The bare, rocky soil told him nothing. He started back to the veranda. By the time he got there, Edwina was seated in one of the webbed chairs at the table, waiting for him.

“Where are the shoes and jacket?” he asked.

“The police kept them.”

Carver sat down in one of the other chairs. He saw that his pants were dirty from when he’d struggled over the low walls around the veranda. He brushed at the loose earth and it fell away. “What else can you tell me about Willis?” he asked.

“He loved me.”

“You’re sure of that?”

“Is it important to you?”

“Yes.”

“I’m sure. One other man loved me in my life. It was the same way it was with Willis. I don’t want the result to be the same.”

Carver stared at her, sensed pain. There was something pertinent she wasn’t telling him. “Okay,” he said. He stood up, bumping his head on that umbrella as he had on the one by the pool. It felt about the same.

Edwina removed her sunglasses and looked up at him, appraising him with a pawnbroker’s squint. She had a way of seeming to see to the center of things.

“You look better than when we met at your place,” she said. “Almost as if you don’t mind being alive. It’s because you have a job now. A challenge.”

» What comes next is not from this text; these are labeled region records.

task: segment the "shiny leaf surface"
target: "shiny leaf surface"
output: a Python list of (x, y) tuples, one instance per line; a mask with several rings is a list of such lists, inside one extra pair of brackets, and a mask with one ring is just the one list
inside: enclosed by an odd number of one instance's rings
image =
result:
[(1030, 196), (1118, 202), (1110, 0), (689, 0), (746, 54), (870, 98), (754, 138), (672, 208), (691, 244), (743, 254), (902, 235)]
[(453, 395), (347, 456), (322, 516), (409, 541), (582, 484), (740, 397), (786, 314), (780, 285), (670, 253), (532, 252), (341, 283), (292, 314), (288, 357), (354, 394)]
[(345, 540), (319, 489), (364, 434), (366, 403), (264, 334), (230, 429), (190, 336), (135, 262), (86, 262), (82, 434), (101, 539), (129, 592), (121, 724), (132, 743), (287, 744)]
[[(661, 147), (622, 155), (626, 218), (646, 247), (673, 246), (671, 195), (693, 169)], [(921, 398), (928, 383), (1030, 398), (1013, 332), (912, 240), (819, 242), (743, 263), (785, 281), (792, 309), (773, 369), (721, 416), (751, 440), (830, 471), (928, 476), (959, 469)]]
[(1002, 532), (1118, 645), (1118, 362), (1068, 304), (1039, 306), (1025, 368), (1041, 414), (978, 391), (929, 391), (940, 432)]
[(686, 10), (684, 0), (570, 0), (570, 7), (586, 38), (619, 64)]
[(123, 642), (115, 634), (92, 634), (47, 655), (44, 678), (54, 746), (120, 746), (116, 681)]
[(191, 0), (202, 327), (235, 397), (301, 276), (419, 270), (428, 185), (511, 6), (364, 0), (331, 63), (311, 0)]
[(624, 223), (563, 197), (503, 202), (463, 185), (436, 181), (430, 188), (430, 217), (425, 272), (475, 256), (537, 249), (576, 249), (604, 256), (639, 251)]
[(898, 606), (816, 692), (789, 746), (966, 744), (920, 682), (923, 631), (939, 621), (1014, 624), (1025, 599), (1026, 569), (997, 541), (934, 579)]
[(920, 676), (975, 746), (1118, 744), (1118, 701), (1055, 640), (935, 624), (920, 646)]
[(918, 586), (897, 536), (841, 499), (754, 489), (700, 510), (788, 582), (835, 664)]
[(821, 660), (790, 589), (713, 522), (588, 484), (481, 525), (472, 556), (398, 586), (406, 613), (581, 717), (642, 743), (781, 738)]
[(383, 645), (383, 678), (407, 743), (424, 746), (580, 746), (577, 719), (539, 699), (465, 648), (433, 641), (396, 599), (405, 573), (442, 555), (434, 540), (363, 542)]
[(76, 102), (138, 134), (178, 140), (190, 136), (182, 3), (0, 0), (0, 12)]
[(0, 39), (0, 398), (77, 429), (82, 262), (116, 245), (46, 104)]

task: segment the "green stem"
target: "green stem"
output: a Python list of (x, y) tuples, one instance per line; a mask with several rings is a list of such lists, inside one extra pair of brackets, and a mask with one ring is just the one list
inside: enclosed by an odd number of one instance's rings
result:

“I’m not a victim of the work ethic,” Carver told her, knowing better. He was like Edwina; he needed an obsession, maybe even one that carried moral obligation, so he could push himself until he was satisfied that he’d done the job: an illusion of forward motion in life. But he had his doubts about whether Willis Davis was worth all of that. “When I find out anything important, I’ll let you know,” he said. He got a firm grip on his cane and started back around the pool to go to his car.

Edwina walked next to him, her sandals making soft slapping sounds against the bottoms of her feet. Her slow pace was Carver’s normal one, with the cane. She didn’t open the gate for him, or the car door.

Carver settled in behind the steering wheel, twisted the ignition key, and the Oldsmobile’s big V-8 engine growled and rumbled like the dinosaur it was. He felt its powerful vibration in his thighs and buttocks, throughout his body.

“We haven’t discussed your fee,” Edwina said, standing alongside the car.

“We’ll discuss it when I find Willis. If I don’t find him, you can cover my expenses and that’s all.”

“That’s fair to the point of being dumb.”

“That’s me for you,” Carver said. He drove away.